Wideband autonomous SDR analysis engine forked from sdr-visual-suite
You can not select more than 25 topics Topics must start with a letter or number, can include dashes ('-') and can be up to 35 characters long.

3.7KB

Debug Telemetry Runbook

This project now includes structured server-side telemetry for the audio/DSP pipeline.

Endpoints

  • GET /api/debug/telemetry/live
    • Current counters/gauges/distributions and recent events.
  • GET /api/debug/telemetry/history
    • Historical metric samples.
    • Query params:
      • since, until: unix seconds/ms or RFC3339
      • limit
      • name, prefix
      • signal_id, session_id, stage, trace_id, component
      • tag_<key>=<value> for arbitrary tag filters
      • include_persisted=true|false
  • GET /api/debug/telemetry/events
    • Historical events/anomalies.
    • Same filters as history plus level.
  • GET /api/debug/telemetry/config
    • Active telemetry config from runtime + collector.
  • POST /api/debug/telemetry/config
    • Runtime config update (also saved to autosave config).

Config knobs

debug.telemetry in config:

  • enabled
  • heavy_enabled
  • heavy_sample_every
  • metric_sample_every
  • metric_history_max
  • event_history_max
  • retention_seconds
  • persist_enabled
  • persist_dir
  • rotate_mb
  • keep_files

Persisted JSONL files rotate in persist_dir (default: debug/telemetry).

5-10 minute debug flow

  1. Keep enabled=true, heavy_enabled=false, persist_enabled=true.
  2. Run workload for 5-10 minutes.
  3. Pull live state:
    • GET /api/debug/telemetry/live
  4. Pull anomalies:
    • GET /api/debug/telemetry/events?since=<start>&level=warn
  5. Pull pipeline timing and queue/backpressure:
    • GET /api/debug/telemetry/history?since=<start>&prefix=stage.
    • GET /api/debug/telemetry/history?since=<start>&prefix=streamer.
  6. If IQ boundary issues persist, temporarily set heavy_enabled=true (keep sampling coarse with heavy_sample_every > 1), rerun, then inspect iq.* metrics and audio.* anomalies by signal_id/session_id.

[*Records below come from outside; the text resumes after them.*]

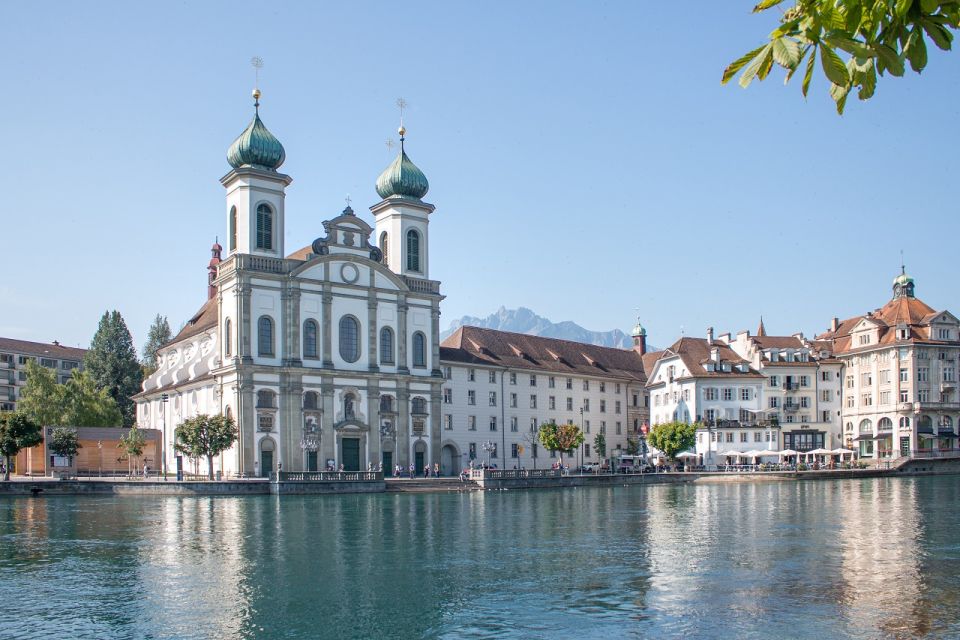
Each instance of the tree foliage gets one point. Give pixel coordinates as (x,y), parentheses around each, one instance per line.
(205,436)
(77,403)
(855,41)
(158,335)
(560,437)
(17,432)
(64,442)
(672,437)
(112,363)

2026-03-25 audio click incident — final resolved summary

Status: SOLVED

The March 2026 live-audio click investigation ultimately converged on a combination of three real root causes plus two secondary fixes:

Root causes

  1. Shared allIQ corruption by IQBalance aliasing

    • cmd/sdrd/pipeline_runtime.go
    • survIQ aliased the tail of allIQ
    • dsp.IQBalance(survIQ) modified allIQ in-place
    • extractor then saw a corrupted boundary inside the shared buffer
    • final fix: copy survIQ before IQBalance
  2. Per-frame extractor reset due to StreamingConfigHash jitter

    • internal/demod/gpudemod/streaming_types.go
    • smoothed tuning values changed slightly every frame
    • offset/bandwidth in the hash caused repeated state resets
    • final fix: hash only structural parameters
  3. Streaming path batch rejection for non-WFM exact-decimation mismatch

    • cmd/sdrd/streaming_refactor.go
    • one non-WFM signal could reject the whole batch and silently force fallback to the legacy path
    • final fix: choose nearest exact integer-divisor output rate and keep fallback logging visible

Secondary fixes

  • FM discriminator cross-block carry in internal/recorder/streamer.go
  • WFM mono/plain-path 15 kHz audio lowpass in internal/recorder/streamer.go

Verification notes

  • major discontinuities dropped sharply after the config-hash fix
  • remaining fine clicks were eliminated only after the IQBalance aliasing fix in pipeline_runtime.go
  • final confirmation was by operator listening test, backed by prior telemetry and WAV analysis

Practical lesson

When the same captured allIQ buffer feeds both:

  • surveillance/detail analysis
  • and extraction/streaming

then surveillance-side DSP helpers must not mutate a shared sub-slice in-place unless that mutation is intentionally part of the extraction contract.